Some really great advice here, even though some is contradictory. I don't mean in a bad way. What works for one, may not work for another. You've got to experiment. Also, the difference I experience between, say, the brush-and-soap lather versus Edge gel is well worth the effort in time & initial monetary outlay. You may not think so.

My Shaving 101 input.

And in a weird synchronistic happenstance, a friend and I were just talking about shaving last night. I may be venturing into the realm of the single blade Merkur.
posted by ObscureReferenceMan at 7:57 AM on June 23, 2010


Oh, forgot to mention... I agree with the "shave with the grain" crowd. But, I do find that when I want a VERY close shave; I shave once with the grain, then lather up again, and shave AGAINST the grain. No razor burn! (I don't know why - maybe the first pass removed most of the "resistance"?)
posted by ObscureReferenceMan at 8:01 AM on June 23, 2010


Shave every day in the morning. You're not allowing your skin to build up a tolerance to shaving by shaving every three days.

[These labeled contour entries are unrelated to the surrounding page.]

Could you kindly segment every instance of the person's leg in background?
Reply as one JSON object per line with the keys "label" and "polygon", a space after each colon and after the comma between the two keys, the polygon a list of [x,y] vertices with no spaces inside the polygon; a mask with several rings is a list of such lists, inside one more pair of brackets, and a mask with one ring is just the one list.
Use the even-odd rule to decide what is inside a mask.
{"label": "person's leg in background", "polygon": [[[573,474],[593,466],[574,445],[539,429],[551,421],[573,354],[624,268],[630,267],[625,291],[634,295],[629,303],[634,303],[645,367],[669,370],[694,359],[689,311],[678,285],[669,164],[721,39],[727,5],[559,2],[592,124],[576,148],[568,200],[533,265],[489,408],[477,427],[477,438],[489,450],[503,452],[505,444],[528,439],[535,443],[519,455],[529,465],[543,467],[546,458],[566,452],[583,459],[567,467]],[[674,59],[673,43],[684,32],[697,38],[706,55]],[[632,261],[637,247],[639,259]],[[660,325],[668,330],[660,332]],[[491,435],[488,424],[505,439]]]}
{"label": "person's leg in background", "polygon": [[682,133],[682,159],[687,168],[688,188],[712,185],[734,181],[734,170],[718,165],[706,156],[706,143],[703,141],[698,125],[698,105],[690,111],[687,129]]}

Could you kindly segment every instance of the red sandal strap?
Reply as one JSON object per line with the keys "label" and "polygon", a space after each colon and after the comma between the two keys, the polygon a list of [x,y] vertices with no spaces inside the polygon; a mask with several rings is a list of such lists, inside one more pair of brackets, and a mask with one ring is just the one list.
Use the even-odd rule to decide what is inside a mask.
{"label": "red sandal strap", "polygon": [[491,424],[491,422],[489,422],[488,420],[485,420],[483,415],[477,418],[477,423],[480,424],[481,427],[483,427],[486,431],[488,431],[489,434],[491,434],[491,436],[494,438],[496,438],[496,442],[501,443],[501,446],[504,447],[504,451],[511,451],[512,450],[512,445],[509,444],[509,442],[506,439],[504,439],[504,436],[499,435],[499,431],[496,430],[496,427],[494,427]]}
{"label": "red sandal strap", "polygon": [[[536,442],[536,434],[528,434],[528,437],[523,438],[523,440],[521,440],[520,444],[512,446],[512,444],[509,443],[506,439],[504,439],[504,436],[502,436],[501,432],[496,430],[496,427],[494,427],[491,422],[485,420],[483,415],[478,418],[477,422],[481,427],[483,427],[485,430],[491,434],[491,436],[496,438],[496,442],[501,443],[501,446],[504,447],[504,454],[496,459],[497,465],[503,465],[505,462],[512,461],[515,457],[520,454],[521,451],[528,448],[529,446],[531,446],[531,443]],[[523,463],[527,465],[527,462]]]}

Also no one has mentioned this important step: wash your face before you shave. Do not use a regular body soap. Use a face cleanser or a face soap like Erno Laszlo*.

Your razor is fine. Don't use cheap shaving cream like Gillette or any of those supermarket brands. There's all kinds of propellants and shit in those brands that irritate the skin. Try Kiss My Face. It has all kinds of natural healing properties. Read the ingredients. Kiss My Face strikes the right balance between not made with crap but not so "organic" that it doesn't protect you from irritation.


*You should never use a regular body cleansing soap or deodorant soap on your face anyway.
posted by L'OM at 8:36 AM on June 23, 2010


Another vote for Mantic's videos!!

Kiss My face is cheap *and* good (whereas some of the other stuff mentioned upthread is very pricey). I am a pretty humble guy, spending-on-my-face-wise, so I huant the "Selling & Trading" forum at Shave My Face (http://www.shavemyface.com/forum/viewforum.php?f=10) to find stuff that other guys are getting rid of. It's a nice way to try out good stuff, cheap. I think there's someone on Badger & Blade who does samplers of shaving creams, too -- but for a new guy, stick to Proraso or Kiss My Face for a while.

Let your stubble grow out a few days if possible so you can see which direction it really points. Running your hand across it meditatively for a weekend helps. :7) Then when you shave -- after your shower, natch -- you lather up and shave once WITH THE GRAIN, Using a very light toucxh. Then rinse, lather again, and shave against the grain but with a]n even lighter touch.

Short strokes beat long strokes for minimizing blood, and slow beats fast (no mtter how much you want to hurry).

And eventually you will need to lose the twelve-bladed Gillette disposable and buy a good DE (I have the low-end Merkur Classic "heavy") but for now put a new blade in it.